Une « vérification expérimentale » … par simulation

Par la suite, les auteurs proposent néanmoins ce qu’ils appellent une « vérification expérimentale » de ce modèle probabiliste à l’aide d’une simulation aléatoire. C’est-à-dire qu’ils sortent de la phase d’analyse des données expérimentales qui avait pur but de trouver, de cerner et d’ajuster le modèle probabiliste générant des valeurs intermédiaires non accessibles à l’expérience. Et ils entrent dans une phase de synthèse de données intermédiaires ayant pour fonction de vérifier a posteriori la pertinence du modèle.
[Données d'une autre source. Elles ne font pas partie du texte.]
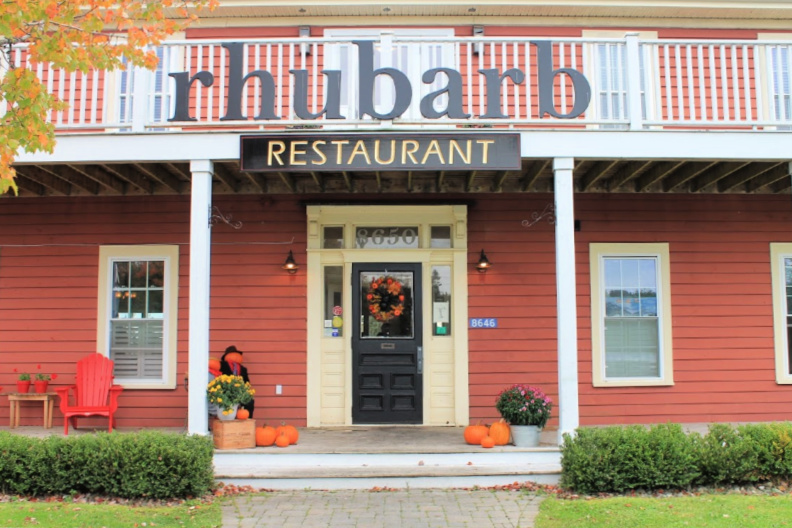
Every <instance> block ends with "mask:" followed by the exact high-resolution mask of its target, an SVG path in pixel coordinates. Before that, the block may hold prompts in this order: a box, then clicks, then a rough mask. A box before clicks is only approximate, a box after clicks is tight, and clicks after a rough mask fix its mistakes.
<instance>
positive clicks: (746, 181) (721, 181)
mask: <svg viewBox="0 0 792 528" xmlns="http://www.w3.org/2000/svg"><path fill="white" fill-rule="evenodd" d="M778 165H779V163H751V164H749V165H746V166H745V167H743V168H742V169H739V170H736V171H734V172H733V173H731V174H730V175H728V176H727V177H725V178H723V179H722V180H721V181H719V182H718V192H728V191H731V190H732V189H735V188H737V187H739V186H741V185H743V184H745V182H747V181H750V180H753V179H754V178H756V177H758V176H761V175H762V174H764V173H766V172H767V171H769V170H770V169H772V168H773V167H777V166H778Z"/></svg>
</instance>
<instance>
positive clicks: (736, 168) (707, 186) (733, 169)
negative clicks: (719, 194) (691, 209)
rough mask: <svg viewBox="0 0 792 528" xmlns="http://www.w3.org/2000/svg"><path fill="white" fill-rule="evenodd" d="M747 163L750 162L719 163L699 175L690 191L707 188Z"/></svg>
mask: <svg viewBox="0 0 792 528" xmlns="http://www.w3.org/2000/svg"><path fill="white" fill-rule="evenodd" d="M746 165H748V162H744V161H732V162H727V163H719V164H718V166H717V167H714V168H712V169H710V170H708V171H707V172H705V173H704V174H702V175H701V176H698V177H697V178H696V179H695V180H693V183H692V184H691V185H690V191H691V192H699V191H701V190H702V189H706V188H707V187H709V186H710V185H712V184H714V183H718V182H719V181H720V180H722V179H723V178H725V177H726V176H728V175H730V174H732V173H733V172H736V171H738V170H740V169H742V168H743V167H745V166H746Z"/></svg>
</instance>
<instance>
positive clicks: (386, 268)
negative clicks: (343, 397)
mask: <svg viewBox="0 0 792 528" xmlns="http://www.w3.org/2000/svg"><path fill="white" fill-rule="evenodd" d="M352 298H353V301H352V309H353V317H352V324H353V328H352V361H353V365H352V379H353V386H352V391H353V398H352V401H353V403H352V422H353V423H361V424H362V423H371V424H377V423H422V422H423V400H422V392H423V373H422V368H423V365H422V357H421V351H422V346H423V328H422V326H421V325H422V309H421V265H420V264H379V263H377V264H354V265H353V266H352Z"/></svg>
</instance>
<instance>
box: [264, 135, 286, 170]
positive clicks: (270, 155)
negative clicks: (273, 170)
mask: <svg viewBox="0 0 792 528" xmlns="http://www.w3.org/2000/svg"><path fill="white" fill-rule="evenodd" d="M275 146H278V147H280V150H278V151H275V149H274V147H275ZM285 151H286V143H284V142H283V141H270V142H269V143H267V165H269V166H270V167H272V157H273V156H274V157H275V159H277V160H278V165H280V166H283V165H284V163H283V160H282V159H281V157H280V155H281V154H283V153H284V152H285Z"/></svg>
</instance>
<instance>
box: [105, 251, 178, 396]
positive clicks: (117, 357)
mask: <svg viewBox="0 0 792 528" xmlns="http://www.w3.org/2000/svg"><path fill="white" fill-rule="evenodd" d="M99 259H100V260H99V300H98V307H99V313H98V323H97V329H98V330H97V351H99V352H100V353H102V354H105V355H106V356H108V357H109V358H110V359H112V360H113V361H114V362H115V377H116V382H117V383H119V384H121V385H123V386H124V387H126V388H175V387H176V335H177V332H176V322H177V314H178V270H179V248H178V246H104V247H102V248H100V250H99Z"/></svg>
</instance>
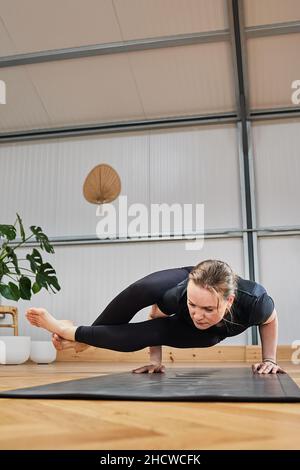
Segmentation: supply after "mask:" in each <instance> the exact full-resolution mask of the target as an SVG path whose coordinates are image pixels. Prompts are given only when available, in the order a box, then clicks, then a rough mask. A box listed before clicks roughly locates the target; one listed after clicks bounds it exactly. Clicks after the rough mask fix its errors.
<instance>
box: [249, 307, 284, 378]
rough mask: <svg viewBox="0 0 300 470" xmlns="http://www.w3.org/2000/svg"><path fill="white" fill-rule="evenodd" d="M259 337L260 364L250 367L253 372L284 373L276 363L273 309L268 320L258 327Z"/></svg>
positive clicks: (276, 312)
mask: <svg viewBox="0 0 300 470" xmlns="http://www.w3.org/2000/svg"><path fill="white" fill-rule="evenodd" d="M259 335H260V339H261V346H262V362H260V363H257V364H254V365H253V366H252V369H253V372H258V373H259V374H270V373H272V374H276V373H284V370H283V369H281V367H279V366H278V365H277V362H276V350H277V341H278V318H277V312H276V310H275V309H274V310H273V312H272V314H271V316H270V317H269V318H268V320H267V321H266V322H265V323H263V324H262V325H259Z"/></svg>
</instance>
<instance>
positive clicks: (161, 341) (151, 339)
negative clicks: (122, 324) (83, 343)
mask: <svg viewBox="0 0 300 470" xmlns="http://www.w3.org/2000/svg"><path fill="white" fill-rule="evenodd" d="M27 315H32V316H35V319H34V321H35V322H36V326H40V327H42V328H45V329H47V330H48V331H51V332H57V333H58V334H60V336H62V337H64V338H66V339H71V340H73V339H75V340H77V341H81V342H84V341H83V340H82V338H81V335H83V336H84V338H85V341H86V342H87V344H90V345H91V346H95V347H99V348H104V349H112V350H114V351H122V352H129V351H138V350H140V349H143V348H145V347H147V346H160V345H166V346H172V347H177V348H192V347H208V346H213V345H214V344H216V343H218V342H219V341H220V339H221V338H220V337H219V336H218V334H217V333H216V331H215V330H213V329H210V330H212V331H209V330H207V331H206V330H204V331H199V330H198V328H195V327H194V326H192V325H190V324H188V323H187V322H186V321H184V320H182V319H180V318H178V316H177V315H174V316H171V317H166V318H157V319H155V320H147V321H144V322H139V323H127V324H123V325H96V326H79V327H69V326H64V325H61V324H60V321H59V320H56V319H55V318H54V317H53V316H52V315H50V313H48V312H47V311H46V310H44V309H30V310H29V311H28V313H27V314H26V316H27Z"/></svg>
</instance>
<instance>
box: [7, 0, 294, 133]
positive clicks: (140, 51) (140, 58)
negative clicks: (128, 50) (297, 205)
mask: <svg viewBox="0 0 300 470" xmlns="http://www.w3.org/2000/svg"><path fill="white" fill-rule="evenodd" d="M244 4H245V19H246V24H247V25H248V26H249V25H256V24H267V23H272V22H282V21H290V20H293V21H295V20H297V19H299V18H300V1H299V0H285V1H284V2H283V1H282V0H260V1H258V0H244ZM283 4H284V8H283V6H282V5H283ZM271 6H272V8H271ZM227 28H228V18H227V5H226V0H51V1H50V0H26V2H25V1H21V0H0V56H2V57H3V56H9V55H15V54H20V53H29V52H37V51H46V50H53V49H61V48H68V47H79V46H87V45H93V44H106V43H113V42H121V43H122V41H128V40H137V39H143V38H155V37H165V36H172V35H178V34H189V33H195V32H204V31H207V32H209V31H214V30H224V29H225V30H226V29H227ZM299 45H300V37H299V34H291V35H282V36H272V37H267V38H255V39H254V38H251V39H248V41H247V53H248V67H249V73H248V75H249V90H250V104H251V106H252V107H254V108H265V107H278V106H290V105H291V103H290V87H289V82H290V81H291V80H295V79H299V78H300V61H298V60H297V56H298V55H299ZM0 80H4V81H5V83H6V88H7V103H6V104H5V105H0V133H1V132H10V131H19V130H29V129H42V128H54V127H67V126H73V125H87V124H95V123H107V122H119V121H128V120H141V119H143V120H144V119H152V118H163V117H174V116H176V117H177V116H187V115H189V116H190V115H199V114H211V113H219V112H230V111H234V110H235V108H236V104H235V90H234V88H235V84H234V74H233V59H232V52H231V46H230V42H229V41H228V42H224V41H221V40H220V41H218V42H211V43H205V44H197V45H195V44H194V45H186V46H176V47H168V48H166V47H165V48H160V49H151V50H143V51H139V52H124V53H118V54H115V53H114V54H108V55H99V56H94V57H89V58H87V57H84V58H78V59H69V60H59V61H52V62H44V63H38V64H33V65H22V66H15V67H6V68H0Z"/></svg>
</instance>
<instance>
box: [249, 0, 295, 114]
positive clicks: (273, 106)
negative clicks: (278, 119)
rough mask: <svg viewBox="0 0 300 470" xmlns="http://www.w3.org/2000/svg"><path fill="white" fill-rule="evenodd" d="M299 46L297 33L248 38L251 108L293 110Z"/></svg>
mask: <svg viewBox="0 0 300 470" xmlns="http://www.w3.org/2000/svg"><path fill="white" fill-rule="evenodd" d="M299 4H300V2H299ZM299 47H300V34H286V35H279V36H270V37H261V38H250V39H248V41H247V57H248V75H249V96H250V107H251V108H255V109H260V108H278V107H285V106H287V107H291V106H295V107H296V105H294V104H293V103H292V93H293V92H294V91H295V90H293V89H292V88H291V86H292V82H293V81H294V80H297V79H299V76H300V61H299Z"/></svg>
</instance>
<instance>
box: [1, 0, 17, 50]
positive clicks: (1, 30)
mask: <svg viewBox="0 0 300 470" xmlns="http://www.w3.org/2000/svg"><path fill="white" fill-rule="evenodd" d="M0 5H1V2H0ZM13 53H15V47H14V43H13V41H12V40H11V38H10V37H9V34H8V31H7V29H6V27H5V24H4V23H3V20H2V19H1V16H0V56H4V55H8V54H13Z"/></svg>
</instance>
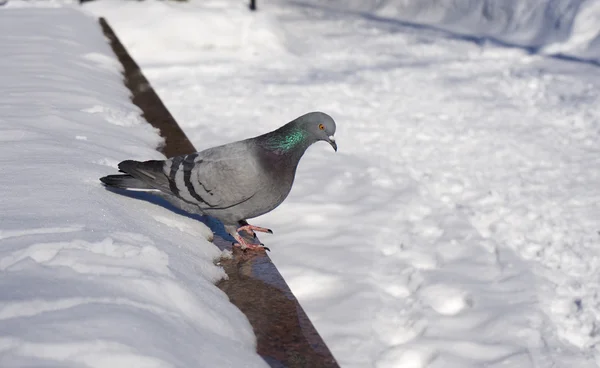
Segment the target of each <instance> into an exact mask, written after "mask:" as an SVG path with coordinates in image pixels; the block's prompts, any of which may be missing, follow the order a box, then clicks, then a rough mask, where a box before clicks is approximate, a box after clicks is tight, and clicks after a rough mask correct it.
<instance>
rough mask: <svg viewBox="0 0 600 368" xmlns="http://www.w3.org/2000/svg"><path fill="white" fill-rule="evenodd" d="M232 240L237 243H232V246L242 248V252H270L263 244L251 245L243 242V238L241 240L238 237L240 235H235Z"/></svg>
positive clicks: (252, 244) (254, 244)
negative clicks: (257, 250)
mask: <svg viewBox="0 0 600 368" xmlns="http://www.w3.org/2000/svg"><path fill="white" fill-rule="evenodd" d="M233 237H234V239H235V240H236V241H237V243H234V244H233V246H234V247H236V246H237V247H240V248H242V250H248V249H251V250H256V249H267V250H268V251H271V250H270V249H269V248H267V247H265V245H264V244H263V243H260V244H252V243H248V242H247V241H245V240H244V238H242V237H241V236H240V234H237V233H236V234H235V235H234V236H233Z"/></svg>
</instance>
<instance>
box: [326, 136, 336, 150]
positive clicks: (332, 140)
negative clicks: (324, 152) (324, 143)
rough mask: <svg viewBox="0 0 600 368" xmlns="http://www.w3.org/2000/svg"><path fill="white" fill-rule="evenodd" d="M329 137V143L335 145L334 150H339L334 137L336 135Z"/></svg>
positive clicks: (334, 146)
mask: <svg viewBox="0 0 600 368" xmlns="http://www.w3.org/2000/svg"><path fill="white" fill-rule="evenodd" d="M328 138H329V139H328V140H327V142H328V143H329V144H331V147H333V150H334V151H335V152H337V143H335V137H334V136H332V135H330V136H329V137H328Z"/></svg>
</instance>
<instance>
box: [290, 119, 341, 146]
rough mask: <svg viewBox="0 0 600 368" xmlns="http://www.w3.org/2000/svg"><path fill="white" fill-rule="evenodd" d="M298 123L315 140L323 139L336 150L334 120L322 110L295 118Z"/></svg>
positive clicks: (334, 121)
mask: <svg viewBox="0 0 600 368" xmlns="http://www.w3.org/2000/svg"><path fill="white" fill-rule="evenodd" d="M296 121H297V122H298V124H299V125H301V126H302V128H303V129H304V130H305V132H307V133H308V135H309V136H310V137H311V138H312V139H313V140H314V141H315V142H318V141H325V142H327V143H329V144H331V147H333V149H334V150H335V151H336V152H337V144H336V143H335V137H334V136H333V135H334V134H335V121H333V118H332V117H331V116H329V115H327V114H325V113H323V112H318V111H317V112H309V113H308V114H305V115H302V116H301V117H299V118H298V119H296Z"/></svg>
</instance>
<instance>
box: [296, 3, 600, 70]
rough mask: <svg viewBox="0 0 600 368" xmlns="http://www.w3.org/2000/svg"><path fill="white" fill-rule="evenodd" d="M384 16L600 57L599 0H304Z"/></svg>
mask: <svg viewBox="0 0 600 368" xmlns="http://www.w3.org/2000/svg"><path fill="white" fill-rule="evenodd" d="M302 2H303V3H307V4H311V5H313V6H323V4H326V6H327V7H329V8H332V9H342V10H346V11H357V12H361V13H364V14H365V15H366V16H369V17H373V16H374V17H380V19H381V20H397V21H400V22H405V23H407V24H423V25H428V26H432V27H435V28H439V29H442V30H446V31H449V32H452V33H454V34H456V35H461V36H464V37H469V38H471V37H472V38H477V39H485V38H489V39H493V40H495V41H497V42H500V43H504V44H508V45H514V46H520V47H525V48H529V49H532V50H535V51H541V52H544V53H548V54H565V55H569V56H572V57H580V58H585V59H593V60H596V61H600V2H598V1H594V0H588V1H586V0H553V1H549V0H504V1H496V0H481V1H473V0H448V1H439V0H366V1H365V0H349V1H346V0H329V1H328V2H326V3H323V2H322V1H317V0H304V1H302Z"/></svg>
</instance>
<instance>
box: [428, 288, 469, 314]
mask: <svg viewBox="0 0 600 368" xmlns="http://www.w3.org/2000/svg"><path fill="white" fill-rule="evenodd" d="M420 296H421V298H422V300H423V301H424V302H425V304H427V305H429V306H430V307H431V308H432V309H433V310H434V311H436V312H437V313H439V314H442V315H445V316H454V315H457V314H459V313H460V312H462V311H463V310H465V309H467V308H471V307H472V306H473V301H472V300H471V297H470V296H469V295H467V294H466V293H465V292H464V291H462V290H459V289H456V288H454V287H451V286H447V285H440V284H438V285H430V286H427V287H425V288H423V289H421V291H420Z"/></svg>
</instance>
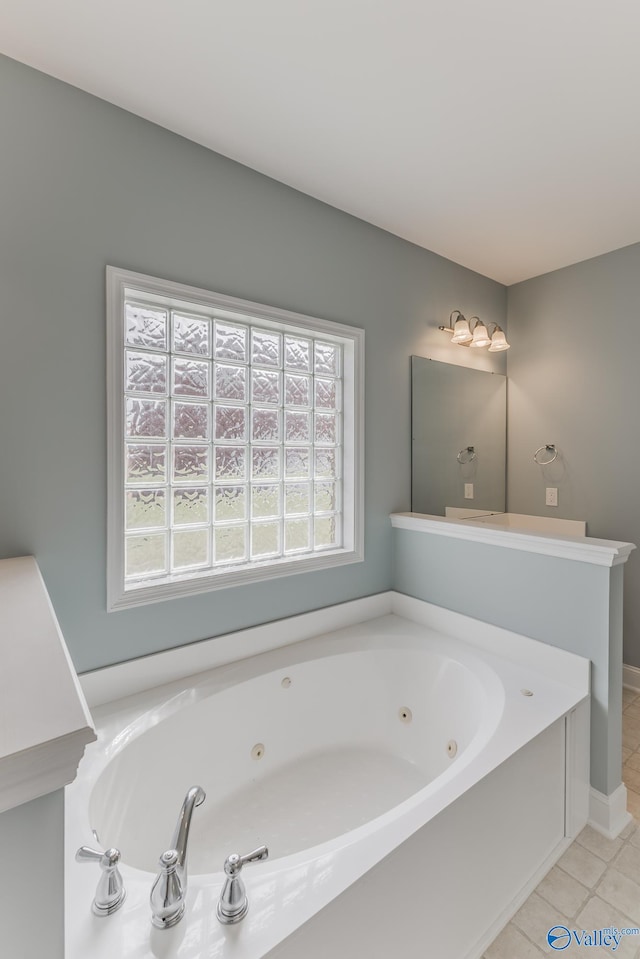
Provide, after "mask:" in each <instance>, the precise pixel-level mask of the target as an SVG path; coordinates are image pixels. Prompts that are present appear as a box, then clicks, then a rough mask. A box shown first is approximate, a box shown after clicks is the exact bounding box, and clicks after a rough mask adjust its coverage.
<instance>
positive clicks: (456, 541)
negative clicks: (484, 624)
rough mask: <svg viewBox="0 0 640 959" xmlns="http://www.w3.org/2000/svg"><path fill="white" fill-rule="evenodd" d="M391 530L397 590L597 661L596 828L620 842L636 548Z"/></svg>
mask: <svg viewBox="0 0 640 959" xmlns="http://www.w3.org/2000/svg"><path fill="white" fill-rule="evenodd" d="M391 522H392V525H393V527H394V528H393V555H394V561H393V562H394V571H393V575H394V586H395V588H396V589H398V590H399V591H401V592H402V593H406V594H408V595H410V596H413V597H416V598H418V599H421V600H425V601H427V602H433V603H437V604H438V605H441V606H444V607H447V608H448V609H451V610H456V611H458V612H460V613H464V614H466V615H468V616H472V617H474V618H478V619H480V620H484V621H487V622H491V623H495V624H496V625H498V626H502V627H505V628H507V629H510V630H513V631H514V632H517V633H525V634H526V635H528V636H531V637H533V638H535V639H538V640H540V641H542V642H544V643H546V644H549V645H553V646H555V647H557V648H560V649H566V650H568V651H570V652H573V653H577V654H578V655H580V656H585V657H587V658H589V659H590V660H591V663H592V687H591V697H592V709H591V787H592V788H591V794H590V812H589V820H590V822H591V824H592V825H593V826H595V827H596V828H598V829H600V830H601V831H602V832H604V833H605V834H606V835H608V836H609V837H611V838H613V837H614V836H616V835H617V834H618V833H619V832H620V831H621V830H622V829H623V828H624V827H625V825H626V824H627V821H628V814H627V812H626V801H625V792H626V791H625V787H624V785H622V783H621V778H620V770H621V766H622V733H621V722H620V716H621V712H622V639H623V629H622V600H623V575H624V568H623V567H624V563H625V562H626V560H627V559H628V557H629V555H630V553H631V551H632V550H633V549H634V548H635V547H634V545H633V544H632V543H624V542H618V541H612V540H602V539H595V538H593V537H588V536H566V535H562V536H560V535H549V534H546V533H541V532H540V533H537V532H534V531H530V532H526V533H525V532H523V531H521V530H516V529H511V528H507V529H504V528H503V529H500V528H498V527H494V526H493V525H491V524H485V523H483V522H478V523H475V522H474V524H473V525H471V523H469V521H462V520H456V519H447V518H444V517H436V516H426V515H422V514H413V513H396V514H393V515H392V517H391Z"/></svg>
Voici alors comment ils décrivent la fonction d’une simulation. Comme on le verra, par rapport aux deux premières conditions que de Reffye s’était fixées en 1976 pour que l’agronome-biologiste puisse estimer avoir recours à une « simulation sur calculateur », la nouvelle condition de « régénération de la variable aléatoire » semble bien nouvellement et directement transférée des méthodes de la recherche opérationnelle :

‘« La simulation consiste à restituer le phénomène observé à partir de la théorie choisie et de préciser l’influence des divers paramètres, c’est-à-dire de régénérer la variable aléatoire xi, connaissant sa loi de distribution f(x) (qui est l’hypothèse de travail), à partir de nombres aléatoires. Pour la simulation, nous avons utilisé la méthode de la transformation inverse (Naylor et Balintfy, 1966). » 1572

Aux yeux des auteurs, la loi de distribution (ici l’expression générique « f(x) » vaut pour la loi de probabilité pi de leur modèle) que la modélisation fractionnée et combinée a permis de mettre au jour empiriquement, puis d’ajuster à une formule mathématique close, doit, dans cette seconde étape, passer pour une « hypothèse de travail ». Cela peut paraître très surprenant parce qu’il s’agit en fait plutôt d’un résultat empirique faisant suite à une analyse de données armée de modèles intermédiaires. Mais il est vrai que, dans le cas de la phase de simulation aléatoire par régénération des événements dans leur individualité même, cette distribution ou loi de probabilité peut à son tour jouer le rôle symétrique d’une « hypothèse de travail » dans la mesure où il s’agit justement, dans cette seconde phase, de « régénérer » des données. Ces « données » nouvelles ne sont pas vraiment des « données » au sens où elles proviendraient directement de l’analyse empirique initiale. Elles sont des données « construites », si l’on veut bien nous passer cet oxymore, à partir du moment où la loi de probabilité n’est plus utilisée au niveau de sa distribution et de ses fréquences mais au niveau des événements empiriques qu’elle pourrait 1573 déterminer en réalité. On ne cherche plus à résumer la loi de probabilité par une formule mathématique et on ne la traite plus comme telle ; on la fait fonctionner comme ce qu’elle est d’abord lorsqu’elle est confrontée à l’empirie : comme une loi des aléas, des événements aléatoires. C’est là que la simulation est perçue comme plus empirique que la formulation abrégée et abstraite de la loi de probabilité : en mettant de côté les paramètres de la loi mathématique et en revenant aux événements élémentaires et réalistes du phénomène qu’elle détermine. En ce sens, les auteurs considèrent qu’ils ont affaire à de nouvelles données empiriques même si cela se fait après la constitution d’un modèle mathématique de probabilité.

Notes
1572.

[Parvais, J.-P., Reffye (de), Ph. et Lucas, P., 1977], p. 258.

1573.

Et non pas « qu’elle peut déterminer » et encore moins « qu’elle détermine en réalité » : pour une raison élémentaire de logique, la régénération ponctuelle d’événements aléatoires doit ne se présenter a priori que comme une reconstitution réaliste de la réalité et non comme une reconstitution de la réalité telle qu’elle s’est effectivement produite. En effet, la reconstitution aléatoire de l’aléa lui-même ne peut se donner qu’un réalisme faible comme idéal régulateur, c’est-à-dire un réalisme de ce qui est possible dans cette réalité visée, un réalisme du réel possible.